1. Oracle ZFS Storage Appliance Administration Guide, Release OS8.8.x
  2. Configuring the Appliance
  3. Configuring Certificates
  4. Creating a New Server Certificate (CLI)

Creating a New Server Certificate (CLI)

Use this procedure to create a new server certificate.

  1. Go to configuration settings certificates system.
  2. Create a new CSR.

    Either add a new CSR or copy an existing CSR.

    • To add a new CSR, enter the create command.

    • To create a new CSR based on an existing CSR or certificate, do the following:

      1. Enter the list command to view the certificates table.

      2. Enter the clone cert command, where cert is a value from the CERT column of the table. 

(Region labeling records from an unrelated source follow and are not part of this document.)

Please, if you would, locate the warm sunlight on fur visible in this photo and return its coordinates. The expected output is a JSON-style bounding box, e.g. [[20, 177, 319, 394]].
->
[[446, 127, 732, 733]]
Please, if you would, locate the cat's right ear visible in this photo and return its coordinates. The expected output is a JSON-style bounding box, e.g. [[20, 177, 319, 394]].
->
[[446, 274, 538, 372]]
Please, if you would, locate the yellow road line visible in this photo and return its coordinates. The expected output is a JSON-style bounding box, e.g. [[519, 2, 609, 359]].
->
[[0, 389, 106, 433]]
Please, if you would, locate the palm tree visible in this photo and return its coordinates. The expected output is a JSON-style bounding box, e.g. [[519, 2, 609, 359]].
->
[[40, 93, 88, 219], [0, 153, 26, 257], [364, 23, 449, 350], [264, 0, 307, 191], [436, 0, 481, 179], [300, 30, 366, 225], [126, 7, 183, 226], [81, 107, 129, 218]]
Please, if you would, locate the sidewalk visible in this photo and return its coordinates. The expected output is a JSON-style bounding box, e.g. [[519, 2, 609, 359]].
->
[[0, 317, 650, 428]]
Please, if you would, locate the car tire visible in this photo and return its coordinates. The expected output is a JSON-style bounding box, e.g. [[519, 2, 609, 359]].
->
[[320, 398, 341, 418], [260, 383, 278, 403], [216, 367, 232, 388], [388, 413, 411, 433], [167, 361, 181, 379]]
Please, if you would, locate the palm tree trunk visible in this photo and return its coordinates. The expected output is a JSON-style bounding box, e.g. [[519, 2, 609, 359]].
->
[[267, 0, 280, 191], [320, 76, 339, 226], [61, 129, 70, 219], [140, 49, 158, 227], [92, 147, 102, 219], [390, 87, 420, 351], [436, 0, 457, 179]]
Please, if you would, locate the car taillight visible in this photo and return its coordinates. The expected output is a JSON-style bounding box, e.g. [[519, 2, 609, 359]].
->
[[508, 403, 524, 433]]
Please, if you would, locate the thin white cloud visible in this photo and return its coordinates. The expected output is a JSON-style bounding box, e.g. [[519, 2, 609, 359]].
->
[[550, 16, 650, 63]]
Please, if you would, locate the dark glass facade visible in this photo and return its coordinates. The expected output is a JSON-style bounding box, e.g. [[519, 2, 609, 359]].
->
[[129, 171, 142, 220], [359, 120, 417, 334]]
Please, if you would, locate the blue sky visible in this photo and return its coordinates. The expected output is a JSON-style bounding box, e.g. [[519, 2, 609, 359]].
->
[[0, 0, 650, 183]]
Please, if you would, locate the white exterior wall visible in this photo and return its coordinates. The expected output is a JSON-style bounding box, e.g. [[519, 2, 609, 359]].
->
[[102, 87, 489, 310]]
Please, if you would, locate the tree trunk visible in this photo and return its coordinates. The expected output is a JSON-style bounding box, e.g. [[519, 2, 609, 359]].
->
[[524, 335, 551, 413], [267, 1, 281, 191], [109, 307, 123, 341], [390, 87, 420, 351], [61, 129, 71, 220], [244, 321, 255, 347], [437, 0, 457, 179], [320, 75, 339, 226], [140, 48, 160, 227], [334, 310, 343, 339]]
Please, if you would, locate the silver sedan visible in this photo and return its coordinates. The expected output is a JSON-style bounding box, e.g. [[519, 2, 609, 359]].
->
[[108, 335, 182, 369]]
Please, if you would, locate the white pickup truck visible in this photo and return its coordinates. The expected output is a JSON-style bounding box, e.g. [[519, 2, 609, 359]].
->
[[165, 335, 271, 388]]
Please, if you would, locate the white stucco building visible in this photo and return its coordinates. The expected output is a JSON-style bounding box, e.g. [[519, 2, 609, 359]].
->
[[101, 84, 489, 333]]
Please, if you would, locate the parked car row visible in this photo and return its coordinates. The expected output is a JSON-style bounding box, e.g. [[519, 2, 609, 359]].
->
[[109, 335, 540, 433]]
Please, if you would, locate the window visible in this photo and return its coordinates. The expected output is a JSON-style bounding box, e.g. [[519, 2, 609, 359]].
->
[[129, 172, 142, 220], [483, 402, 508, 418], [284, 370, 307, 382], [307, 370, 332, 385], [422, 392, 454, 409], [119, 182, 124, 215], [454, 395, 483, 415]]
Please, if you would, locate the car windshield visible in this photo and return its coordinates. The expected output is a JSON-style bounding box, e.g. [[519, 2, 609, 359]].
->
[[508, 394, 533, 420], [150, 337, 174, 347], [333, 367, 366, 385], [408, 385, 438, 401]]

        hostname:configuration settings certificates system> clone cert-001
  3. Complete the CSR form.
    hostname:configuration settings certificates system (uncommitted)> get   
            subject_commonname = hostname.us.example.com
      subject_organizationname = (unset)
subject_organizationalunitname = (unset)
          subject_localityname = (unset)
   subject_stateorprovincename = (unset)
           subject_countryname = (unset)
          subject_emailaddress = (unset)
                           dns = hostname.us.example.com
                            ip = ip-addr
                           uri = (unset)
                       dirname = (unset)
                       comment = (unset)
hostname:configuration settings certificates system (uncommitted)> set comment="test"
                       comment = test (uncommitted)
hostname:configuration settings certificates system (uncommitted)> commit
  4. View the CSR.
    1. Enter the list command to see your new CSR in the table. 
      hostname:configuration settings certificates system> list
CERT     TYPE SUBJECT COMMON NAME       ISSUER COMMON NAME        NOT AFTER
cert-002 req  hostname.us.example.com
cert-001 cert hostname.us.example.com   CA                        2023-1-25
cert-000 cert 3ebff8d2-58f6-4de4-a2c... 3ebff8d2-58f6-4de4-a2c... 2038-1-19
    2. Enter the dump cert command, where cert is your new CSR in the table.
      hostname:configuration settings certificates system> dump cert-002
-----BEGIN CERTIFICATE REQUEST-----
...
-----END CERTIFICATE REQUEST-----
  5. Copy the CSR and transfer it to your CA in the prescribed manner.
  6. Import the signed certificate.

    After you receive the signed certificate from the CA, do the following:

    1. Go to configuration settings certificates system.
    2. Enter the import command.
    3. At the prompt, paste the signed certificate. 
      hostname:configuration settings certificates system> import
("." to end)> -----BEGIN CERTIFICATE-----
...
("." to end)> -----END CERTIFICATE-----
("." to end)> .
  7. Verify the imported certificate.
    1. Enter the list command to see your new signed certificate in the table.
    2. Enter select cert and then enter get to view the properties of the certificate.
    3. Enter done and then enter dump cert to view the certificate.